Publié le 2025-11-02 15:52:00. Guillermo del Toro livre une adaptation audacieuse et personnelle du roman épistolaire de Mary Shelley, Frankenstein, présentée à Venise, Donosti et Sitges, qui s’éloigne de la fidélité littérale pour explorer l’âme même de la création et de la monstruosité.
- L’adaptation de Del Toro prend des libertés significatives avec le roman original, s’inspirant de multiples versions antérieures tout en forgeant sa propre voie.
- Le film accorde une intelligence et une sensibilité accrues à la créature, rompant avec l’image iconique popularisée par Boris Karloff en 1931.
- Del Toro explore la question de l’âme dans les images, un écho à une réflexion plus ancienne sur la nature du cinéma et de la création artistique.
L’œuvre de Mary Shelley, Frankenstein ou le Prométhée moderne, publiée en 1818, est l’une des pierres angulaires de la littérature fantastique et a fait l’objet d’innombrables adaptations cinématographiques. Pourtant, rares sont les films qui ont véritablement capturé l’esprit et la complexité du roman original. La version de Guillermo del Toro, présentée récemment dans plusieurs festivals européens, ne prétend pas à une fidélité absolue, mais propose une relecture singulière qui interroge la notion même d’adaptation.
Contrairement à l’idée reçue, une adaptation n’est pas nécessairement améliorée par une adhésion scrupuleuse à son matériau source. Del Toro prend des libertés qui feraient pâlir James Whale, le réalisateur de la célèbre version de 1931. Mais c’est précisément dans cette infidélité que réside la force du film. Il ne s’agit pas d’une simple reproduction, mais d’une réinvention qui puise dans l’imaginaire collectif tout en y apportant une vision personnelle.

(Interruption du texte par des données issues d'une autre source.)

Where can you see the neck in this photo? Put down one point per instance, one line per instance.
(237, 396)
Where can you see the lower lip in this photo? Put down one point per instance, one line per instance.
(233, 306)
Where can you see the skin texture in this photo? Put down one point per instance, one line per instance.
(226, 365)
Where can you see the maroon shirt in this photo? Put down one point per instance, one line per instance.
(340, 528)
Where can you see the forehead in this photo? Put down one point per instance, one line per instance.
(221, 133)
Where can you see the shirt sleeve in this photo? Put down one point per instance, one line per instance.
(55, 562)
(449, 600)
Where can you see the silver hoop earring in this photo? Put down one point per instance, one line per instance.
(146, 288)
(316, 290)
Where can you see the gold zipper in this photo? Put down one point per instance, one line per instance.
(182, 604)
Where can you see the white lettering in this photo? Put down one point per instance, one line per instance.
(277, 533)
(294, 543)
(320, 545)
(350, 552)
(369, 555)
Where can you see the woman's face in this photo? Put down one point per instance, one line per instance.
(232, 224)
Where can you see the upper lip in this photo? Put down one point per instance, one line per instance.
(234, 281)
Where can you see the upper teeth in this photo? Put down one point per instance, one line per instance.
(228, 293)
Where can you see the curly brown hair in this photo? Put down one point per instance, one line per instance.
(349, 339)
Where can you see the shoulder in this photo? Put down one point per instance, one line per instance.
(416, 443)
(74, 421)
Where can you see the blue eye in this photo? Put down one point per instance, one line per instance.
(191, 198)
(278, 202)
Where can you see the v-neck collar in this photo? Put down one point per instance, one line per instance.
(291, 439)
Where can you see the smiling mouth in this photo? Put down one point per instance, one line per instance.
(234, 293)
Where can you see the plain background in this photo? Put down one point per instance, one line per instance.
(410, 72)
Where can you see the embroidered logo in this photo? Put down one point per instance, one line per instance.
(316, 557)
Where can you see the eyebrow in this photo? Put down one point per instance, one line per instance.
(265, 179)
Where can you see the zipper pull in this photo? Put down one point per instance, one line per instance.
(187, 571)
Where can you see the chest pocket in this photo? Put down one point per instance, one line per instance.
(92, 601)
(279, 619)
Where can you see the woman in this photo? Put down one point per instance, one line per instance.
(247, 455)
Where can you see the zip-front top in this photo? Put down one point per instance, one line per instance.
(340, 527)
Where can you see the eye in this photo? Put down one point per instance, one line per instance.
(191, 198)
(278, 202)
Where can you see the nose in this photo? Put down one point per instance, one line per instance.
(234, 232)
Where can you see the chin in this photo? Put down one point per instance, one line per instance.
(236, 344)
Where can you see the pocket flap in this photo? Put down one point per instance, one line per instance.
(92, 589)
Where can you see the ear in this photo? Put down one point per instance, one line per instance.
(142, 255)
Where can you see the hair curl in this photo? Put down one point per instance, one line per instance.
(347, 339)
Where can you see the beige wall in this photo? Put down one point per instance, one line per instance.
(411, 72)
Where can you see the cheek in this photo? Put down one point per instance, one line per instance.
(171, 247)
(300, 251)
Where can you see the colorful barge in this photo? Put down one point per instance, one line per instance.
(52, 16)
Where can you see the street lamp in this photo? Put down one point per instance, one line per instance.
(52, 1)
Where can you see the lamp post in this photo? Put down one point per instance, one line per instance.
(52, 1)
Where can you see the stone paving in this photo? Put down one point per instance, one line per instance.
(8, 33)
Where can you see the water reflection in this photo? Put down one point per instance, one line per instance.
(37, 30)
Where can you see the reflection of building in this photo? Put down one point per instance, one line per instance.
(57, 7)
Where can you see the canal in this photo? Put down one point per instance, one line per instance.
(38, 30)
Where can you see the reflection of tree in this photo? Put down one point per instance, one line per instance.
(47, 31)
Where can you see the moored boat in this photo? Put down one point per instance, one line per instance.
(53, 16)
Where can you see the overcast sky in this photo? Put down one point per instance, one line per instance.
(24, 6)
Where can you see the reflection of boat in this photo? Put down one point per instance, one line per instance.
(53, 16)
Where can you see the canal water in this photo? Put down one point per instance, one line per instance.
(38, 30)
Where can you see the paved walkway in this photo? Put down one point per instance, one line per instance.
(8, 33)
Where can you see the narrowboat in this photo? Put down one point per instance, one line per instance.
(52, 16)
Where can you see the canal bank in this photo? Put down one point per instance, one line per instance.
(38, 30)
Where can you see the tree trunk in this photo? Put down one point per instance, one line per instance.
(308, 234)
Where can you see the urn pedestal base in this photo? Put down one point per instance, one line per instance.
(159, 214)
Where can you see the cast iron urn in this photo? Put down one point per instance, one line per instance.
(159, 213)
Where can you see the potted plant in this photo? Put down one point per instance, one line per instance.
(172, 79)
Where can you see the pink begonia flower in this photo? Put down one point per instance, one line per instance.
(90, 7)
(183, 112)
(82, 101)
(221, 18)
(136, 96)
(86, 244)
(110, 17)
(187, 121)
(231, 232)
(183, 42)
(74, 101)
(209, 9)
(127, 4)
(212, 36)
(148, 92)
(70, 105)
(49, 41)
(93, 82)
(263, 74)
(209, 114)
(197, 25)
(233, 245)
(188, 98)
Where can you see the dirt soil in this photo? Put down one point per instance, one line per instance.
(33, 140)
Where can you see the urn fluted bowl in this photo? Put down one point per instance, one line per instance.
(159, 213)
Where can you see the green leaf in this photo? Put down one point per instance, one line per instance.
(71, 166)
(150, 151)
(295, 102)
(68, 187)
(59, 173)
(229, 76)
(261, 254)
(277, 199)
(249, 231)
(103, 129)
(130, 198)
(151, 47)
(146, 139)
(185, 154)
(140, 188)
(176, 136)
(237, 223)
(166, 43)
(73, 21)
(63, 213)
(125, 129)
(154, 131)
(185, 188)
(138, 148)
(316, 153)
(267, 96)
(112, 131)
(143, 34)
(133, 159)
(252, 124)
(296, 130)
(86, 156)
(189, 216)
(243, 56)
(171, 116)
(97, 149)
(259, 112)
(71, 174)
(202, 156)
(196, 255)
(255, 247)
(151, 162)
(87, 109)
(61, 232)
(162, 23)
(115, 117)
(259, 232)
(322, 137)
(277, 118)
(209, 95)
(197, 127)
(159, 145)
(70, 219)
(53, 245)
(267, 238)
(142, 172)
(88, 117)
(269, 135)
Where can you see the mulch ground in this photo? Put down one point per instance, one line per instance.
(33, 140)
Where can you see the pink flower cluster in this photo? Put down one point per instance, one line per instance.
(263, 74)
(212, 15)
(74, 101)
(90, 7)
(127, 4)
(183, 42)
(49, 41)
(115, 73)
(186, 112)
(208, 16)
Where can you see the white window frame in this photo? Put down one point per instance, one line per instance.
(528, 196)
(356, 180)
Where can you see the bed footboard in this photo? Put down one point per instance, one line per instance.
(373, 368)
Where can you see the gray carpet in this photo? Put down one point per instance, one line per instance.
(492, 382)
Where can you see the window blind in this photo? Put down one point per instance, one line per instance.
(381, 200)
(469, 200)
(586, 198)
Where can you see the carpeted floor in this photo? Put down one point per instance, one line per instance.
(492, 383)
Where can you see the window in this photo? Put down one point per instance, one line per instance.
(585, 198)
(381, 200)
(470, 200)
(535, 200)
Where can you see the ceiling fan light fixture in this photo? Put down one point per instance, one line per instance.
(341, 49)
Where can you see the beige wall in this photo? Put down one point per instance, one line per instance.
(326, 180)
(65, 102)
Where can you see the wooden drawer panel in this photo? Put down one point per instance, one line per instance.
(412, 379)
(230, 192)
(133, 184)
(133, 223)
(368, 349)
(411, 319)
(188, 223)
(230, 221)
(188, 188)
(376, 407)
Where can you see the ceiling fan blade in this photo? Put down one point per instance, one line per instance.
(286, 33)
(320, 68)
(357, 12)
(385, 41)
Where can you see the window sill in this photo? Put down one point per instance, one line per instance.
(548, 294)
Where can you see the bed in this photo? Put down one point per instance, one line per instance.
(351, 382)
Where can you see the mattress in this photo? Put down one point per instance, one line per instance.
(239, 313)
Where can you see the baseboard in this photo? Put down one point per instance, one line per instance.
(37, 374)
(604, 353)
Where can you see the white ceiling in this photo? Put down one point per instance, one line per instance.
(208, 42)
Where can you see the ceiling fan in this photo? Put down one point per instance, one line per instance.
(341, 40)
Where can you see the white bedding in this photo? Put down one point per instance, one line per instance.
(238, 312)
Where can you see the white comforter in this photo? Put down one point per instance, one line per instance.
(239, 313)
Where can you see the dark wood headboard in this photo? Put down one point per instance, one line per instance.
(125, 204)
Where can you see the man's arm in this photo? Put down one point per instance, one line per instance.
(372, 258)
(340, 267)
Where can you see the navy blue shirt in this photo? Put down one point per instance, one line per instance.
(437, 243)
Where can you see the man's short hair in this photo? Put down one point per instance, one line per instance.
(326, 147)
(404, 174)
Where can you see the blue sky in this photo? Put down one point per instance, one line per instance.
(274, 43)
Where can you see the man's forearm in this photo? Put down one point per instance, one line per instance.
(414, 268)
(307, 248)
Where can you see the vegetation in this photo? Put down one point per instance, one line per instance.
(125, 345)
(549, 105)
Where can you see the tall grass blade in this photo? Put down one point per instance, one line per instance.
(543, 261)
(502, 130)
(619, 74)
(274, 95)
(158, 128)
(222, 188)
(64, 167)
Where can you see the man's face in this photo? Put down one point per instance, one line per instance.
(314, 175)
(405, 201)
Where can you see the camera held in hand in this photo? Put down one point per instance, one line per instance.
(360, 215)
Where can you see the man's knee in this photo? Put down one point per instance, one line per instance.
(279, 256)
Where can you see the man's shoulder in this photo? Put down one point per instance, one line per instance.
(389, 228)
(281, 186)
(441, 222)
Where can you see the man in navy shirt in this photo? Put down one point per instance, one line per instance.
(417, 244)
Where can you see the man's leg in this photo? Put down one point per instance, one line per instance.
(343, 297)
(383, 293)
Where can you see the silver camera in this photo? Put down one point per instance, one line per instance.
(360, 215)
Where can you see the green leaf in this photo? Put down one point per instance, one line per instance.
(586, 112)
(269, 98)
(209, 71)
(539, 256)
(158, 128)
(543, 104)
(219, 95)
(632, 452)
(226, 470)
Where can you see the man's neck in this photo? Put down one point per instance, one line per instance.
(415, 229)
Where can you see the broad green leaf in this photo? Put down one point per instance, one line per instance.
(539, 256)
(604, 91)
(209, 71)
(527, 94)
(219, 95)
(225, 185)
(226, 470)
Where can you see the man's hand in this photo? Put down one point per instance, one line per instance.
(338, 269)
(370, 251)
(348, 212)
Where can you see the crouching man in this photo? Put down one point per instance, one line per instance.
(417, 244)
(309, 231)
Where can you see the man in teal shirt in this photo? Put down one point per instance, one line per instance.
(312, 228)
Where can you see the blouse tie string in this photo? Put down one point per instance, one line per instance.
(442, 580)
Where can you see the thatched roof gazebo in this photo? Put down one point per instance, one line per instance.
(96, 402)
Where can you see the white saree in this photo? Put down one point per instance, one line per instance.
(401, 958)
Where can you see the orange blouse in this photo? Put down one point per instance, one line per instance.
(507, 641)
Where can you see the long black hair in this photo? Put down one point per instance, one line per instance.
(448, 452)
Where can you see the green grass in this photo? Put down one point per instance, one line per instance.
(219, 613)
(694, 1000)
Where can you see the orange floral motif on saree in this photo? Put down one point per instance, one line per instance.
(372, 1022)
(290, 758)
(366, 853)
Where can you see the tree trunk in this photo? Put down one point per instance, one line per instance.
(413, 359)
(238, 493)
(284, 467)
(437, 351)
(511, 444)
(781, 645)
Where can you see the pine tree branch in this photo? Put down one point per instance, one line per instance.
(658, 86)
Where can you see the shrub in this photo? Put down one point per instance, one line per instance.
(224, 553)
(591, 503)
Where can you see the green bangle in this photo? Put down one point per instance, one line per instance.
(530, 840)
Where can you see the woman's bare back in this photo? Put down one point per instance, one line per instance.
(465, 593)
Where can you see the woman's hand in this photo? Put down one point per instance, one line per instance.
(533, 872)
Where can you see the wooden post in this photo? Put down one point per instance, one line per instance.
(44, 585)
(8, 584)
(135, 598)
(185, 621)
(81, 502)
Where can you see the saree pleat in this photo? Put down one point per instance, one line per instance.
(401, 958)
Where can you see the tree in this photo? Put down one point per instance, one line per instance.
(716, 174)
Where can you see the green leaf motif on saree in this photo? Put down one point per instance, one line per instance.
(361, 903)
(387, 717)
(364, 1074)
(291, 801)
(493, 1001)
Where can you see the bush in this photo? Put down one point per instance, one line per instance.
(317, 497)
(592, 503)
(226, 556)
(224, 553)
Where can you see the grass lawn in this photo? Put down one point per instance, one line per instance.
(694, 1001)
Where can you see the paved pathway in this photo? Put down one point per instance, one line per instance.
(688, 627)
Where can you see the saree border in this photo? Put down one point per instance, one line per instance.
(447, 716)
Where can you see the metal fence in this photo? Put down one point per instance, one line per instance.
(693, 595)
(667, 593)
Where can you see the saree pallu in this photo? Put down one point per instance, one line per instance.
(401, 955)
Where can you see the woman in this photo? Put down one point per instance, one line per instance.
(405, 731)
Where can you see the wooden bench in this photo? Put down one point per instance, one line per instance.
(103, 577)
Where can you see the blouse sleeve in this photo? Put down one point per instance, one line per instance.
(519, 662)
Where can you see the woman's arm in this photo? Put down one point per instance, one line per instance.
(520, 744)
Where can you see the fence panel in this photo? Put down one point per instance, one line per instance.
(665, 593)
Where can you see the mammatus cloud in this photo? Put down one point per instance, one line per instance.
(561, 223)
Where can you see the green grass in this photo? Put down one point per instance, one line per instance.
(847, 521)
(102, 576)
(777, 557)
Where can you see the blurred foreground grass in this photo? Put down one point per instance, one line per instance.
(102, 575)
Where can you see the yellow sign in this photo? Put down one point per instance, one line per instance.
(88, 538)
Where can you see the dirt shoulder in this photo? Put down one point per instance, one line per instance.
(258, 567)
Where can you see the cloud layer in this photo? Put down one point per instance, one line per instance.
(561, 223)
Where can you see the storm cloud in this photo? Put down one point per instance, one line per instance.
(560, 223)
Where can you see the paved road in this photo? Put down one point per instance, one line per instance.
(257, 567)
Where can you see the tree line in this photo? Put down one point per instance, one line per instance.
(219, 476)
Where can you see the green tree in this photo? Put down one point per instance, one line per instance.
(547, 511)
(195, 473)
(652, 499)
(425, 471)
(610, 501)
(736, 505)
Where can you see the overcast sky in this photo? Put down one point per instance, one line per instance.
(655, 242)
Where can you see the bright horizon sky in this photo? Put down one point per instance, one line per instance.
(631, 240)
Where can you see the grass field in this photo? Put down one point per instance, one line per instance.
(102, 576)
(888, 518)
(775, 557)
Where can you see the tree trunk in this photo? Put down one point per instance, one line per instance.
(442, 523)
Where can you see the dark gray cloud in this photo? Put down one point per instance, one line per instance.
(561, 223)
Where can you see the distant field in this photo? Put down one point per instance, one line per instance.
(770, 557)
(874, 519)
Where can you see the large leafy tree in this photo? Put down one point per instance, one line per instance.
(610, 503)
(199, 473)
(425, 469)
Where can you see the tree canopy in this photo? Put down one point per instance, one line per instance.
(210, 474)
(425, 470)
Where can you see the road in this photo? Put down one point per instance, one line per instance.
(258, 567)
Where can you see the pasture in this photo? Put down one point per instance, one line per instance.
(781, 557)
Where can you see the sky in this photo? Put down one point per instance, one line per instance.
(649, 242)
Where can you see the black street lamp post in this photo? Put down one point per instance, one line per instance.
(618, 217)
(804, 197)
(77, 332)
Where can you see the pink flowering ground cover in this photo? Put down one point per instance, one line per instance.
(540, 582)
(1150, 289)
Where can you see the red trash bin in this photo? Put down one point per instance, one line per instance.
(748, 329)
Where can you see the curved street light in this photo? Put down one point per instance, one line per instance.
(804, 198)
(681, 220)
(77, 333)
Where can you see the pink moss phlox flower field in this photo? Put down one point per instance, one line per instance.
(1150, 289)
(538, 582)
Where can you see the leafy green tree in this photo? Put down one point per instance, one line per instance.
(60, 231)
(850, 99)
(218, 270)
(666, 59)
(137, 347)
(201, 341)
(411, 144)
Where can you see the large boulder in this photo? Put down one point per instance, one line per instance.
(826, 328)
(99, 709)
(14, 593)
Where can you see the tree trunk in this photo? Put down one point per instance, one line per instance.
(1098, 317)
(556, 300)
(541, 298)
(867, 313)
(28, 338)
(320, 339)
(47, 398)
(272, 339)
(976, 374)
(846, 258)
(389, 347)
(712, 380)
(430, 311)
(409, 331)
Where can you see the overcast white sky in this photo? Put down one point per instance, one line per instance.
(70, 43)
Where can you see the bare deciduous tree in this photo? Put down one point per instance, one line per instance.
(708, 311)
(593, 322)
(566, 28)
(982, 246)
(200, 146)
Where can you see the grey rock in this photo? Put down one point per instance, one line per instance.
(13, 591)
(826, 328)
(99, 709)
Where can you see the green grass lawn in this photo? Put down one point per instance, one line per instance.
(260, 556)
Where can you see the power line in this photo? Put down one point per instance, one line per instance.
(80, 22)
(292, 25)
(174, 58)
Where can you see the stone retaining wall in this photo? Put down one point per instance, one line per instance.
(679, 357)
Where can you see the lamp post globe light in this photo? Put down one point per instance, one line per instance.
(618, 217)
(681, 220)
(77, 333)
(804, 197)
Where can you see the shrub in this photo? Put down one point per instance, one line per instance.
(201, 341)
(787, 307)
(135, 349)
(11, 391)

Le film s’inspire de multiples sources, de l’adaptation télévisuelle de Dan Curtis en 1973 à la proposition de Kenneth Branagh en 1994, en passant par les versions d’Hammer Films. Il emprunte des éléments narratifs, visuels et thématiques à ces différentes interprétations, les combinant et les transformant pour créer un ensemble cohérent et original. La tour isolée où Victor Frankenstein mène ses expériences rappelle l’esthétique de l’Universal, tandis que l’orage et l’éclair qui donnent vie à la créature ne figurent pas dans le livre, où le médecin se refuse à révéler les détails de son exploit.
Oscar Isaac incarne un Victor Frankenstein plus sombre et plus arrogant que le personnage original, rappelant parfois Peter Cushing dans les films d’Hammer. Jacob Elordi, dans le rôle de la créature, apporte une intelligence et une sensibilité qui contrastent avec l’image simpliste véhiculée par Boris Karloff. Le film donne également une voix à la créature, lui permettant de raconter sa propre histoire, ce qui n’apparaît que brièvement dans le roman. Mia Goth, interprétant Elizabeth, le personnage féminin, dépasse son rôle d’objet d’amour pour devenir un miroir essentiel au protagoniste.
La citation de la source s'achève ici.